Time Integration Techniques
The description of atmospheric processes generally leads to systems of stiff differential equations. For such systems explicit integration methods are only stable for very small time steps. For this purpose implicit-explicit (IMEX) methods were developed [Bauer and Knoth, 2021; Knoth and Wolke, 1998]. The most important components of these IMEX methods are suitable algorithms for large systems of linear equations that make use of the special sparse structures of the problems [Knoth and Wensch, 2014; Soleimani et al., 2017]. A further gain in efficiency is obtained by so-called multi-rate procedures, which allow the use of different time step sizes in separate model regions and for different processes [Schlegel et al., 2012a; b].
Bauer, T. P., and O. Knoth (2021), Extended multirate infinitesimal step methods: Derivation of order conditions, J. Comput.
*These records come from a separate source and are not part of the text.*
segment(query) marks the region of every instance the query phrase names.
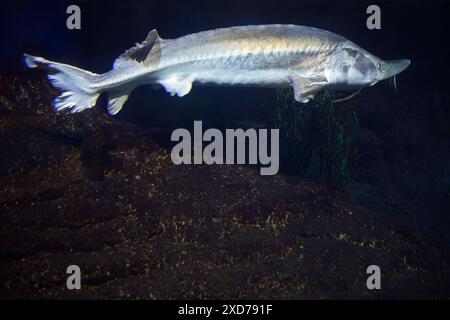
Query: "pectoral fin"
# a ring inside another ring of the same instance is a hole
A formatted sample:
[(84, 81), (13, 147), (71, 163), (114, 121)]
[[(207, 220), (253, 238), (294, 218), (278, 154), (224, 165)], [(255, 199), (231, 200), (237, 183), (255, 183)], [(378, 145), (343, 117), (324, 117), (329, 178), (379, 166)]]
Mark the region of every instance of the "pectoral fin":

Appl. Math., 387, 112541, doi:doi:10.1016/j.cam.2019.112541.
Knoth, O., and J. Wensch (2014), Generalized split-explicit Runge-Kutta methods for the compressible Euler equations, Mon. Wea. Rev., 142(5), 2067-2081, doi:doi:10.1175/MWR-D-13-00068.1.
Knoth, O., and R. Wolke (1998), Implicit-explicit Runge-Kutta methods for computing atmospheric reactive flows, Appl. Numer. Math., 28, 327-341.
Schlegel, M., O. Knoth, M. Arnold, and R. Wolke (2012a), Implementation of splitting methods for air pollution modeling, Geosci. Model Dev., 5(6), 1395-1405, doi:doi:10.5194/gmd-5-1395-2012.
Schlegel, M., O. Knoth, M. Arnold, and R. Wolke (2012b), Numerical solution of multiscale problems in atmospheric modeling, Appl. Numer. Math., 62(10), 1531-1543, doi:doi:10.1016/j.apnum.2012.06.023.
Soleimani, B., O. Knoth, and R. Weiner (2017), IMEX peer methods for fast-wave-slow-wave problems, Appl. Numer. Math., 118, 221-237, doi:10.1016/j.apnum.2017.02.016.
Computation of Atmospheric Flows on Cartesian Grids
Within various projects, the use of Cartesian grids for computing of atmospheric flows has been investigated. By using such grids, the stable atmosphere can be better described in structured terrain and an improvement in precipitation forecasts can be achieved. Block adaptive grids are used to obtain constant vertical resolutions. “Obstacles" (e.g. building structures) can also be embedded in these grids with the help of truncated cells. For this grid structure, adapted space and time discretisations were developed, implemented and tested within the flow model ASAM for different applications.